Keir Leslie – 5 December, 2013
Sutherland's imagery is bluntly aware of its nature as an archaeological construct. The motifs are presented as processed by the technologies of printing that turn a hand-drawn scrawl of slip on a vase into a pattern of black and white on a page. This is particularly evident in the series of prints on the far wall, a succession of white-on-black line works captioned by a carefully mutating array of words, multiple/repeats/one/no cycling along the line.
Christchurch
Ella Sutherland
An unbearded, athletic youth
23 November - 22 December 2013
The invocation of Greece in art is almost always a desperately loaded gesture, a summoning of the heights of the tradition, a tradition called into being by that gesture. It is often a politicised act, defining cultural boundaries and outlining exclusions: the Venus de Milo commanding the galleries of the Louvre, the Elgin Marbles bunkered in the British Museum, Winckelmann eulogising the young white male body, Anthony Caro drawing out bombastic renditions of Homer. Sutherland evades these meanings, dodges those rhetorical haymakers, and instead produces a show of calculated blankness. It is this deft avoidance, central to Sutherland’s approach to her material, that is central to the success of An unbearded, athletic youth.

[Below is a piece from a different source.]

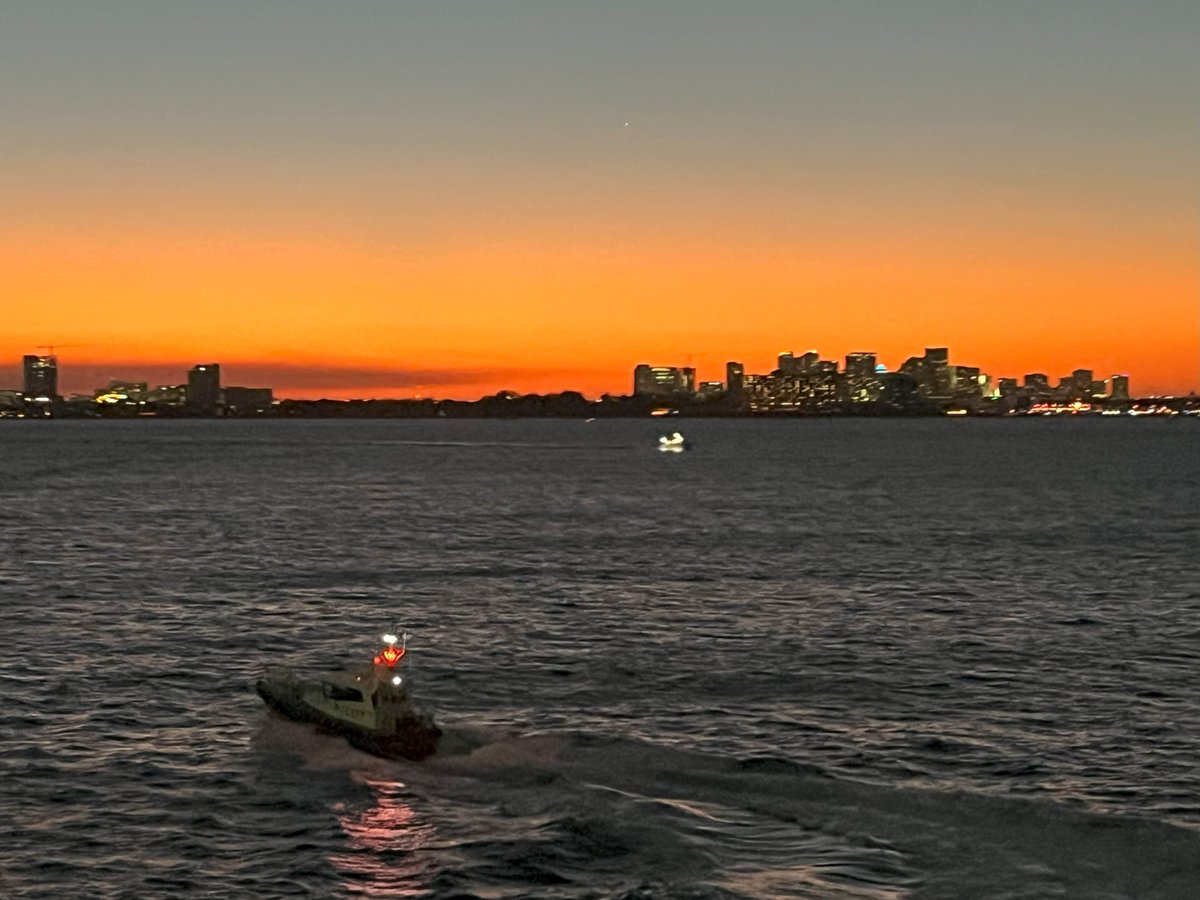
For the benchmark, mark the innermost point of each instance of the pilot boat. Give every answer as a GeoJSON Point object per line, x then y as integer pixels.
{"type": "Point", "coordinates": [370, 706]}
{"type": "Point", "coordinates": [673, 444]}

Partly this avoidance is achieved by a swerve away from the high classical. Sutherland presents us with Geometric and Archaic imagery, with demotic clay animals presented on simple wooden shelves, clumsily drafted lines delineating blocks of rough colour. It is also achieved by a filtering process: Sutherland’s imagery is bluntly aware of its nature as an archaeological construct, a result of a tradition of scholarship.
The motifs are presented as processed by the technologies of printing that turn a hand-drawn scrawl of slip on a vase into a pattern of black and white on a page. This is particularly evident in the series of prints on the far wall, a succession of white-on-black line works captioned by a carefully mutating array of words, multiple/repeats/one/no cycling along the line. Products of a cheap photocopying process, they hark back to an Art & Language-esque concern with words, repetition, and processes of reproduction, as well as evincing an awareness of the physical presence of the academic apparatus of books and papers through which the Greek tradition reaches us.
Although Sutherland is avoid the weightiness of that tradition, An unbearded, athletic youth is still about it, and the ways in which a young artist can situate themselves in relation to it. There are, therefore, a huge volume of ways to engage the show: as many ways, in effect, as there are ways to look at Greece’s influence. It is perfectly possible to treat it mostly formally, a traditionally Cantabrian exercise in design and drawing, perhaps with some reference to the works of Simon Ogden (in the mannered archaism, the ultra-sophisticated casualness of line and colour) or to Mark Braunias’ repetitive cycling through similarly biomorphic forms. Or perhaps Robert Graves’s reinterpretation of the dying king mythos, or Nietzsche’s conflict of the Apollonian and the Dionysiac tendencies in art, or perhaps instead through a minute, detailed, art historical analysis of Sutherland’s citations. But at the same time, these approaches, though clearly offered as options, are made to seem somewhat pointless. The combination that Sutherland has achieved, a mix of blankness and depth, is impressive.
Given that, though, and because it is about ways of situating oneself with a tradition, and given my personal situation, I find it most tempting to read An unbearded, athletic youth in a loosely autobiographical way. (It is perhaps possible to read the show’s title as circuitously alluding to Sutherland herself.) That reading, positioning the work as in some respects about the processes of being early career, about developing a language within which to make work, preserves the openness and fluidity of the practice.